61、イブン・スィーナー(14)

文字数 911文字

イブン・スィーナーについての続きです。作品集は下の画像から入ってください。
医学者として、イブン・スィーナーはヒポクラテスやガレノスを参考に理論的な医学の体系化を目指し『医学典範』を執筆した。『医学典範』の執筆においては、10世紀末のジュルジャーンのキリスト教徒の医学者サフル・アル・マスィーヒーの『医事百科の書』を見本にしたと言われている。『医学典範』は、以下のように構成されている。
イブン・スィーナーはサフル・アル・マスィーヒーからは若い時に直接教えを受けていますよね。
1巻『概論』

 1部、医学の概念

 2部、病気の原因と兆候

 3部、健康の保持砲

 4部、病気の治療法

2巻『単純薬物』植物、鉱物、動物から成る、811の「単純な」薬物の性質

3巻『頭より足に至る肢体に生じる病気』個々の病とその治療法。身体の器官と部位によって分類されている。

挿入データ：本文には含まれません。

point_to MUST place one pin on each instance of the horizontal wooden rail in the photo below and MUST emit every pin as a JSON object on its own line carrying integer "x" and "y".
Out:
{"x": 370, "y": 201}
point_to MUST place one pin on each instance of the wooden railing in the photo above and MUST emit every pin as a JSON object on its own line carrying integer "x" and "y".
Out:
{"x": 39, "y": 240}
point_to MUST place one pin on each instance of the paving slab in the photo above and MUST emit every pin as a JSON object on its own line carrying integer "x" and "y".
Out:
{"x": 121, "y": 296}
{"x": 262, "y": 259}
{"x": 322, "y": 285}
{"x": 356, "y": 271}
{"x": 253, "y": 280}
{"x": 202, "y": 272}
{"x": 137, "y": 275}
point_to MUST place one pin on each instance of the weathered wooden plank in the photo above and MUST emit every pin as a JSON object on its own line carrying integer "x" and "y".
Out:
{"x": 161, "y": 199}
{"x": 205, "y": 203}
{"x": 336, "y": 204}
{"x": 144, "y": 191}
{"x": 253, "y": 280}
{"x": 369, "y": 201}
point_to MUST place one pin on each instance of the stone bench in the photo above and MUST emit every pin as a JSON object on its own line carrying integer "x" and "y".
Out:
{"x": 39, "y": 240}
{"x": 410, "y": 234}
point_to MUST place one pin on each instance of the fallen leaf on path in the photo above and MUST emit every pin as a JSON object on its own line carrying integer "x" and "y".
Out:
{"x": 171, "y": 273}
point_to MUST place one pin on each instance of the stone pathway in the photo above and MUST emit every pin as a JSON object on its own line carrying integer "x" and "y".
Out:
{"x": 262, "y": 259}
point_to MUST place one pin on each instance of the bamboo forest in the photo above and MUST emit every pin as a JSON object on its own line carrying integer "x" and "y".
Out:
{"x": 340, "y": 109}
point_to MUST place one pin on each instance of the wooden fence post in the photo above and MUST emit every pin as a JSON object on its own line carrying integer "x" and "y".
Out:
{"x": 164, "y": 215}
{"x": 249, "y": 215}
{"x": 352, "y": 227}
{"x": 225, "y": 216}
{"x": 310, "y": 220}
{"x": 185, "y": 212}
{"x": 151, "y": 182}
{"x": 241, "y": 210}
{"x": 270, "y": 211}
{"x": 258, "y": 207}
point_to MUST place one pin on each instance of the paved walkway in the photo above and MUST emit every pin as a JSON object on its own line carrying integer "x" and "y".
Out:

4巻『肢体の一部に限定されない病気』外科と熱病、整形

5巻『合成薬物』様々な薬剤の調合法と用途

たくさんありますね。
2巻、5巻の記述の大半はディオスコリデスの著作を典拠とし、残りの巻の理論はヒポクラテス、ガレノス、アリストテレスの著作に基づいている。また、イブン・スィーナーは『医学典範』の内容を1,326行の詩の形にしてまとめた『医学詩集』を著した。『医学詩集』もラテン語に訳され、中世ヨーロッパの医学生に愛読された。
『医学詩集』は『医学の歌』という題で日本語にも翻訳されています。
『医学典範』は当時におけるギリシア・アラビア医学の集大成であり。ラテン語に翻訳され、ラテン世界では『カノン』の名前で知られている。ヨーロッパにおいて最初に『医学典範』に興味を持ったのはロジャー・ベーコンら13世紀の哲学者であり、やがてフランスやイタリアの医学校で教科書として使用されるようになった。ヨーロッパの聖堂の多くにはイブン・スィーナーの肖像画飾られ、ダンテの『神曲』においては、イブン・スィーナーはヒポクラテスとガレノスの間に置かれた。
『医学典範』は中世のヨーロッパ社会で医学校の教科書として使われ、イブン・スィーナーはイスラム教徒であったけれども聖堂に肖像画が飾られるほど尊敬されていたのですね。